Safety should be the first topic for any training program. I’ve helped refine work instructions for a very sophisticated IG production operation and the very first section details necessary personal protective equipment (PPE) and considers key aspects for the safe operation and handling of components, such as glass, hot sealants and automated equipment.

Beyond safety, how does a fabricator go about figuring out the best methods and plan for training operators? Going back to fundamentals is helpful. A working knowledge of the process is needed to break down each cell and create effective work instructions.

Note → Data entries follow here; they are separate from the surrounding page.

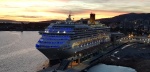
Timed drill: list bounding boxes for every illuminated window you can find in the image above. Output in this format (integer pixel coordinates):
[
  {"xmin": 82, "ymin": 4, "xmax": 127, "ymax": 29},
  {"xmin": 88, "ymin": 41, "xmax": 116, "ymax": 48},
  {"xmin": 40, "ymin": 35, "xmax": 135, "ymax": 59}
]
[
  {"xmin": 63, "ymin": 31, "xmax": 66, "ymax": 33},
  {"xmin": 57, "ymin": 31, "xmax": 60, "ymax": 33}
]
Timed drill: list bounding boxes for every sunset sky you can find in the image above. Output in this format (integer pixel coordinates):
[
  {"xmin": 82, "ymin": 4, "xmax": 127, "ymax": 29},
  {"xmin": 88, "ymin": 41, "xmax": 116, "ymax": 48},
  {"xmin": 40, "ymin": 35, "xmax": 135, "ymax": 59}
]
[{"xmin": 0, "ymin": 0, "xmax": 150, "ymax": 22}]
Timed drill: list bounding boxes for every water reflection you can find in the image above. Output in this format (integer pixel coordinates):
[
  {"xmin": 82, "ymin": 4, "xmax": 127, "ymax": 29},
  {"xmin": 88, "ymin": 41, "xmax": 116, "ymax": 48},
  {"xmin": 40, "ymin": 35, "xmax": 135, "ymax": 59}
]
[
  {"xmin": 0, "ymin": 31, "xmax": 48, "ymax": 72},
  {"xmin": 88, "ymin": 64, "xmax": 136, "ymax": 72}
]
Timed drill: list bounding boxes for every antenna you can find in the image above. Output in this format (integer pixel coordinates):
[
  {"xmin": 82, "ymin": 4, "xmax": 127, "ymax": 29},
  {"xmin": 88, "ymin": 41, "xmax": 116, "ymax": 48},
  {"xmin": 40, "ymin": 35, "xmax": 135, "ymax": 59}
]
[
  {"xmin": 68, "ymin": 11, "xmax": 72, "ymax": 18},
  {"xmin": 66, "ymin": 11, "xmax": 74, "ymax": 23}
]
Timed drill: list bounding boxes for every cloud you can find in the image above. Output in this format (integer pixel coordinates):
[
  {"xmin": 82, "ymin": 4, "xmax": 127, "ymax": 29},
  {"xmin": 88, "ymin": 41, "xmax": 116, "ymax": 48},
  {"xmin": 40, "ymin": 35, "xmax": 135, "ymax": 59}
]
[
  {"xmin": 17, "ymin": 15, "xmax": 42, "ymax": 18},
  {"xmin": 0, "ymin": 0, "xmax": 149, "ymax": 22},
  {"xmin": 79, "ymin": 0, "xmax": 111, "ymax": 3}
]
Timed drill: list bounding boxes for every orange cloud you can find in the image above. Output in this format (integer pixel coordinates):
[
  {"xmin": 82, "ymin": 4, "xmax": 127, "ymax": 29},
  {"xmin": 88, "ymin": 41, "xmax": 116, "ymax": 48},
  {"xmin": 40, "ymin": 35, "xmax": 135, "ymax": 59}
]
[{"xmin": 0, "ymin": 0, "xmax": 149, "ymax": 22}]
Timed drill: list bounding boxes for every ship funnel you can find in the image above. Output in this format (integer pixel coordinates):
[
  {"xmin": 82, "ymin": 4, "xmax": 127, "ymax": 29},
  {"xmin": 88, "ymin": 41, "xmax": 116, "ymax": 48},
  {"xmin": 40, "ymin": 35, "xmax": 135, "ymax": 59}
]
[{"xmin": 88, "ymin": 13, "xmax": 95, "ymax": 24}]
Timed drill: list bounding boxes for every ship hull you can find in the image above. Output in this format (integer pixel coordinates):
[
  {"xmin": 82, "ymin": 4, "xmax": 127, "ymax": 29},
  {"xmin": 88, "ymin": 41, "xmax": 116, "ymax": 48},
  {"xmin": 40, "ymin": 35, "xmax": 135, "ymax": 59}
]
[
  {"xmin": 37, "ymin": 48, "xmax": 73, "ymax": 60},
  {"xmin": 37, "ymin": 42, "xmax": 110, "ymax": 60}
]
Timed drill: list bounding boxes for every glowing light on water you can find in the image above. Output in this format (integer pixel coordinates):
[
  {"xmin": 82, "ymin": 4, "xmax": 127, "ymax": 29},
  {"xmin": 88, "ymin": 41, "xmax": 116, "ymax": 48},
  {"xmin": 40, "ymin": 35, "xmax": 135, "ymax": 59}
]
[{"xmin": 88, "ymin": 64, "xmax": 136, "ymax": 72}]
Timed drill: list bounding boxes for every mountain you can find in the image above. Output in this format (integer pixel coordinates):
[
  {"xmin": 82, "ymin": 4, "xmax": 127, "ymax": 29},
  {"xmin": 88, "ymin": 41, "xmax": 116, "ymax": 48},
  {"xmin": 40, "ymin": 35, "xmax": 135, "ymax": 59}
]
[
  {"xmin": 0, "ymin": 13, "xmax": 149, "ymax": 24},
  {"xmin": 98, "ymin": 13, "xmax": 150, "ymax": 24},
  {"xmin": 0, "ymin": 19, "xmax": 18, "ymax": 22},
  {"xmin": 40, "ymin": 20, "xmax": 64, "ymax": 23}
]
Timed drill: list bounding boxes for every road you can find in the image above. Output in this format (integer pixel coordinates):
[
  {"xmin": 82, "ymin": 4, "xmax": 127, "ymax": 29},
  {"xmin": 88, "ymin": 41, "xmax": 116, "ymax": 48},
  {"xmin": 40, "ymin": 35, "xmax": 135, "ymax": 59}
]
[{"xmin": 110, "ymin": 42, "xmax": 150, "ymax": 60}]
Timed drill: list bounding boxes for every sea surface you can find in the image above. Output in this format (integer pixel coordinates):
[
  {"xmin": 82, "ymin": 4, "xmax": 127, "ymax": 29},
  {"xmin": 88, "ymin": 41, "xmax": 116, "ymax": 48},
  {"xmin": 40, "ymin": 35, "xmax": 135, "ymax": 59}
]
[
  {"xmin": 0, "ymin": 31, "xmax": 48, "ymax": 72},
  {"xmin": 88, "ymin": 64, "xmax": 136, "ymax": 72}
]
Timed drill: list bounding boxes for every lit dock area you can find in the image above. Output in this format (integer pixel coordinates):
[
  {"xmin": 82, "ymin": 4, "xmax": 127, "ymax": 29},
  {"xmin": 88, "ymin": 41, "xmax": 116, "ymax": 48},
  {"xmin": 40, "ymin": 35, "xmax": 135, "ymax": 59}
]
[{"xmin": 39, "ymin": 57, "xmax": 92, "ymax": 72}]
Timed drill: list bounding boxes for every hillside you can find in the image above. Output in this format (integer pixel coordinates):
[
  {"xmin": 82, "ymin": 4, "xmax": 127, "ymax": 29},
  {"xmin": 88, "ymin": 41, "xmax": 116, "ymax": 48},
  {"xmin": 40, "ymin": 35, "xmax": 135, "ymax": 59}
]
[{"xmin": 98, "ymin": 13, "xmax": 150, "ymax": 24}]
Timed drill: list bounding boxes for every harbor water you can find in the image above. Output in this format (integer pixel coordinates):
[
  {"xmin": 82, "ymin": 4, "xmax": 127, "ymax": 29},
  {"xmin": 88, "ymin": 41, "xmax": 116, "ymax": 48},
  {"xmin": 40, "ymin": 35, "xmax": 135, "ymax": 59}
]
[
  {"xmin": 88, "ymin": 64, "xmax": 136, "ymax": 72},
  {"xmin": 0, "ymin": 31, "xmax": 48, "ymax": 72}
]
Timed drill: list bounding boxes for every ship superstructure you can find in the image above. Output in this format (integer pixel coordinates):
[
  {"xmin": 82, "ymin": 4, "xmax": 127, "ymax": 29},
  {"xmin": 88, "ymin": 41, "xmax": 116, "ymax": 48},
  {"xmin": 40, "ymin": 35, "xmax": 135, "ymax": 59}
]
[{"xmin": 36, "ymin": 14, "xmax": 110, "ymax": 60}]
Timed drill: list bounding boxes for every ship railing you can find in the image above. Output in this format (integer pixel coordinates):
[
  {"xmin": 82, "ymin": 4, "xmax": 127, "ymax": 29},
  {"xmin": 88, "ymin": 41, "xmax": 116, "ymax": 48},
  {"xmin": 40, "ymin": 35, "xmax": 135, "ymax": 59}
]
[
  {"xmin": 70, "ymin": 36, "xmax": 108, "ymax": 48},
  {"xmin": 72, "ymin": 41, "xmax": 102, "ymax": 50}
]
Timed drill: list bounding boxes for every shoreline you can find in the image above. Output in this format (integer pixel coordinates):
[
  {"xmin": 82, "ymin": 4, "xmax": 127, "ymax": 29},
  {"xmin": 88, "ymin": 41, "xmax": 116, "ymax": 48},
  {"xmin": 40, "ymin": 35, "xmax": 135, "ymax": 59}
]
[{"xmin": 82, "ymin": 42, "xmax": 150, "ymax": 72}]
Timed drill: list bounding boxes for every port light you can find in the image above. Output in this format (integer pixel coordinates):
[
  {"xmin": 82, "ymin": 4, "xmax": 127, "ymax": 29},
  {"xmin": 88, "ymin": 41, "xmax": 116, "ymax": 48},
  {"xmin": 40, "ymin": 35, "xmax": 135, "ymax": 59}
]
[
  {"xmin": 57, "ymin": 31, "xmax": 60, "ymax": 33},
  {"xmin": 45, "ymin": 31, "xmax": 49, "ymax": 33},
  {"xmin": 63, "ymin": 31, "xmax": 66, "ymax": 33}
]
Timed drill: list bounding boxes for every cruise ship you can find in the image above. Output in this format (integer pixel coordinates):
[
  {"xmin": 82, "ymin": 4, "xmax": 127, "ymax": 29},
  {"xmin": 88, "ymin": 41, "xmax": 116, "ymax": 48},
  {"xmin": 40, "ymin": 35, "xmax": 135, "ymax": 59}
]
[{"xmin": 36, "ymin": 14, "xmax": 110, "ymax": 60}]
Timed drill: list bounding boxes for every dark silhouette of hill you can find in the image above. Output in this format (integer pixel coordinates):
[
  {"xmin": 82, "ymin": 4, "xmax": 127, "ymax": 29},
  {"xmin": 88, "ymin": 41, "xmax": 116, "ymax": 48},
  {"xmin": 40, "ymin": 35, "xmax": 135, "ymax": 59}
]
[
  {"xmin": 0, "ymin": 19, "xmax": 18, "ymax": 22},
  {"xmin": 40, "ymin": 20, "xmax": 64, "ymax": 23},
  {"xmin": 74, "ymin": 13, "xmax": 150, "ymax": 25},
  {"xmin": 0, "ymin": 13, "xmax": 150, "ymax": 23},
  {"xmin": 98, "ymin": 13, "xmax": 150, "ymax": 24}
]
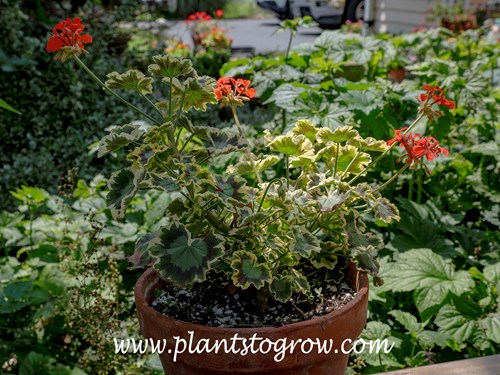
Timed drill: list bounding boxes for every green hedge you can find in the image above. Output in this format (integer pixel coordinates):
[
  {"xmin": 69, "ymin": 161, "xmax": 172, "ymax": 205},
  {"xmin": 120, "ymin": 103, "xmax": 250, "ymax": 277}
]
[{"xmin": 0, "ymin": 0, "xmax": 145, "ymax": 210}]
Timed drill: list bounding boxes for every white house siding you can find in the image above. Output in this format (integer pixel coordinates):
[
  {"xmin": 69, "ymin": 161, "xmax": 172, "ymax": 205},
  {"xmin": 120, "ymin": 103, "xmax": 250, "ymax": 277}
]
[{"xmin": 374, "ymin": 0, "xmax": 437, "ymax": 34}]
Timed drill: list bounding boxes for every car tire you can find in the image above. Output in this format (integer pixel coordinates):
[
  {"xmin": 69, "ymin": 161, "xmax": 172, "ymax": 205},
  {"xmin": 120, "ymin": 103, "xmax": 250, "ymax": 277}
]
[{"xmin": 345, "ymin": 0, "xmax": 365, "ymax": 22}]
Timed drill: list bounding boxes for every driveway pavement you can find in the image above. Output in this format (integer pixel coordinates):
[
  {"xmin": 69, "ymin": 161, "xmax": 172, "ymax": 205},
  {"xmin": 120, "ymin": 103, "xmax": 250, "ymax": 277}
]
[{"xmin": 163, "ymin": 19, "xmax": 323, "ymax": 54}]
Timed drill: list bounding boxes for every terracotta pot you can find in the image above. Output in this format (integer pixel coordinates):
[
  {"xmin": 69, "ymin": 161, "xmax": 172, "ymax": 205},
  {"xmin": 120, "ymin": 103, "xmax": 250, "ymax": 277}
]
[
  {"xmin": 134, "ymin": 264, "xmax": 369, "ymax": 374},
  {"xmin": 388, "ymin": 67, "xmax": 406, "ymax": 83}
]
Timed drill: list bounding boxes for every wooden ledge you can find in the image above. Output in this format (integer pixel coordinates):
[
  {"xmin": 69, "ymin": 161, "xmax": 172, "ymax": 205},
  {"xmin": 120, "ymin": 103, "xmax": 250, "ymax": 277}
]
[{"xmin": 377, "ymin": 354, "xmax": 500, "ymax": 375}]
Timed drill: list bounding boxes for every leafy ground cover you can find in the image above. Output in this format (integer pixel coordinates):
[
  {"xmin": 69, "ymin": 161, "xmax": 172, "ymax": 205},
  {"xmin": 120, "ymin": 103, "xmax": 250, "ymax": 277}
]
[{"xmin": 1, "ymin": 6, "xmax": 499, "ymax": 375}]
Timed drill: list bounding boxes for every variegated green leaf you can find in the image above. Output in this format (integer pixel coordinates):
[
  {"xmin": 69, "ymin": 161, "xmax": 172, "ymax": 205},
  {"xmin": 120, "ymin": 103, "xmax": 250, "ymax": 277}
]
[
  {"xmin": 289, "ymin": 269, "xmax": 310, "ymax": 293},
  {"xmin": 98, "ymin": 123, "xmax": 145, "ymax": 158},
  {"xmin": 342, "ymin": 210, "xmax": 383, "ymax": 251},
  {"xmin": 270, "ymin": 276, "xmax": 293, "ymax": 302},
  {"xmin": 310, "ymin": 241, "xmax": 341, "ymax": 269},
  {"xmin": 107, "ymin": 168, "xmax": 145, "ymax": 220},
  {"xmin": 148, "ymin": 55, "xmax": 196, "ymax": 79},
  {"xmin": 105, "ymin": 70, "xmax": 153, "ymax": 95},
  {"xmin": 231, "ymin": 250, "xmax": 272, "ymax": 290},
  {"xmin": 367, "ymin": 196, "xmax": 400, "ymax": 223},
  {"xmin": 316, "ymin": 126, "xmax": 359, "ymax": 143},
  {"xmin": 348, "ymin": 136, "xmax": 388, "ymax": 152},
  {"xmin": 149, "ymin": 223, "xmax": 224, "ymax": 286},
  {"xmin": 205, "ymin": 129, "xmax": 248, "ymax": 156},
  {"xmin": 317, "ymin": 190, "xmax": 351, "ymax": 212},
  {"xmin": 173, "ymin": 77, "xmax": 217, "ymax": 112},
  {"xmin": 336, "ymin": 145, "xmax": 371, "ymax": 176},
  {"xmin": 267, "ymin": 134, "xmax": 315, "ymax": 159},
  {"xmin": 291, "ymin": 119, "xmax": 317, "ymax": 142},
  {"xmin": 142, "ymin": 172, "xmax": 179, "ymax": 192},
  {"xmin": 289, "ymin": 226, "xmax": 322, "ymax": 257}
]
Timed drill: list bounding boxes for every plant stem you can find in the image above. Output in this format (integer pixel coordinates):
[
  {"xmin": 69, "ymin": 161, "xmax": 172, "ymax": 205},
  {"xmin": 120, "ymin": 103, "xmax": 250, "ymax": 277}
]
[
  {"xmin": 285, "ymin": 155, "xmax": 290, "ymax": 188},
  {"xmin": 73, "ymin": 56, "xmax": 161, "ymax": 126},
  {"xmin": 140, "ymin": 92, "xmax": 164, "ymax": 120},
  {"xmin": 285, "ymin": 30, "xmax": 294, "ymax": 62},
  {"xmin": 168, "ymin": 77, "xmax": 173, "ymax": 119},
  {"xmin": 374, "ymin": 164, "xmax": 410, "ymax": 194},
  {"xmin": 332, "ymin": 143, "xmax": 340, "ymax": 178},
  {"xmin": 417, "ymin": 168, "xmax": 423, "ymax": 204},
  {"xmin": 258, "ymin": 178, "xmax": 281, "ymax": 212},
  {"xmin": 408, "ymin": 170, "xmax": 414, "ymax": 201},
  {"xmin": 231, "ymin": 105, "xmax": 263, "ymax": 184},
  {"xmin": 348, "ymin": 111, "xmax": 425, "ymax": 185},
  {"xmin": 340, "ymin": 150, "xmax": 360, "ymax": 179}
]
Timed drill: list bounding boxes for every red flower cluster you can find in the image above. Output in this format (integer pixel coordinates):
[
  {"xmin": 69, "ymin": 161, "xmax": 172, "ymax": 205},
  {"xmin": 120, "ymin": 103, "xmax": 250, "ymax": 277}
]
[
  {"xmin": 185, "ymin": 11, "xmax": 213, "ymax": 23},
  {"xmin": 214, "ymin": 77, "xmax": 256, "ymax": 107},
  {"xmin": 417, "ymin": 84, "xmax": 455, "ymax": 109},
  {"xmin": 46, "ymin": 18, "xmax": 92, "ymax": 61},
  {"xmin": 387, "ymin": 127, "xmax": 448, "ymax": 170},
  {"xmin": 215, "ymin": 9, "xmax": 224, "ymax": 18}
]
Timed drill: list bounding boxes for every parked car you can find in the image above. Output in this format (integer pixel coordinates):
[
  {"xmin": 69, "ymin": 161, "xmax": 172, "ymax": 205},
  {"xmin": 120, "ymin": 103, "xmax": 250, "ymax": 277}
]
[{"xmin": 256, "ymin": 0, "xmax": 365, "ymax": 28}]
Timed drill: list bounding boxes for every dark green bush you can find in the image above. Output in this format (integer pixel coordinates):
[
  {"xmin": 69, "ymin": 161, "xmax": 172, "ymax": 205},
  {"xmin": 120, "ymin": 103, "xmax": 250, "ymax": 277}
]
[{"xmin": 0, "ymin": 0, "xmax": 146, "ymax": 210}]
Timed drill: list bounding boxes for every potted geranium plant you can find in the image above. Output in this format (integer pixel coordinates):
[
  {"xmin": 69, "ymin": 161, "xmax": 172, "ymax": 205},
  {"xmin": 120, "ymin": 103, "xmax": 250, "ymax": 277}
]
[{"xmin": 46, "ymin": 18, "xmax": 452, "ymax": 374}]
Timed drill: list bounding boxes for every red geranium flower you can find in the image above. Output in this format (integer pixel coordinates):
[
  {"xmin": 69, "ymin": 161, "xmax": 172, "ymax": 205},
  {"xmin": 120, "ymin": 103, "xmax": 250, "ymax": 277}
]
[
  {"xmin": 412, "ymin": 136, "xmax": 449, "ymax": 161},
  {"xmin": 214, "ymin": 77, "xmax": 256, "ymax": 107},
  {"xmin": 387, "ymin": 127, "xmax": 448, "ymax": 172},
  {"xmin": 46, "ymin": 18, "xmax": 92, "ymax": 61},
  {"xmin": 417, "ymin": 84, "xmax": 455, "ymax": 109},
  {"xmin": 215, "ymin": 9, "xmax": 224, "ymax": 18},
  {"xmin": 185, "ymin": 11, "xmax": 213, "ymax": 23},
  {"xmin": 417, "ymin": 84, "xmax": 455, "ymax": 122}
]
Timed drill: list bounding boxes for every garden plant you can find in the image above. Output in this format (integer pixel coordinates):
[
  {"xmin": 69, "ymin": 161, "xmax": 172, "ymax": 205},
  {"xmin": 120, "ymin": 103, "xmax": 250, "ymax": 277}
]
[{"xmin": 0, "ymin": 2, "xmax": 499, "ymax": 374}]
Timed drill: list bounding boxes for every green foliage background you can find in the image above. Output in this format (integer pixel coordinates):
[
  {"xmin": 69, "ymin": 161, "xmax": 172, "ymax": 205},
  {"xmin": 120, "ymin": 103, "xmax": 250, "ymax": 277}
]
[{"xmin": 0, "ymin": 0, "xmax": 141, "ymax": 210}]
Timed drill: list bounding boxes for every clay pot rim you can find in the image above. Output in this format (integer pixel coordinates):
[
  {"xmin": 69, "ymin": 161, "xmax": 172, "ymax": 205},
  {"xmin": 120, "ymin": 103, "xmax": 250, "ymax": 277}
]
[{"xmin": 135, "ymin": 265, "xmax": 369, "ymax": 334}]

For instance, if a boundary is placed around a typical IG line, the cells might look like this: glass loading, washing, inspection, spacer preparation, spacer (and grid bar) installation, pressing, gas filling, sealant application, final inspection and racking. Each of these cell operations requires its own set of work instructions.

Once the work breakdown for each cell is understood, work instructions can be created, outlining a series of steps taken within the cell to complete that phase of product build. After the steps are clearly and concisely documented, a cross check from another knowledgeable person is helpful. Having done this, work instructions should be performed in sequence by a knowledgeable operator. Any deviations observed should be noted with appropriate edits made. Sign-off by the quality manager (or designee) is followed by publication of the work instruction, complete with revision history. This is one example of the process for a world-class organization.

Final Touches

Inspections go even further and detail the failure criteria utilized. This often can be a gray area. World class fabricators quarantine any item that fails the inspection. Depending upon the inspection plan and frequency, once a failure is noted, all items produced since the prior inspection (in process or finished goods) are also quarantined and inspected as well.

With work instructions available, training begins. If the training leader creates a matrix with operator names and work instructions, tracking who has been trained on each work instruction, this becomes a record and metric of where the organization stands in training competency.

Work instructions should evolve constantly as process steps are modified with equipment, method or other procedural changes. Documented retraining then takes place for all cell operators.

The bottom line includes safer work cells, improved quality and more efficient, higher yield operations. Those are all tangible benefits and well worth the effort.

Dave Cooper is a consultant and president of Fenestration Consulting Services LLC.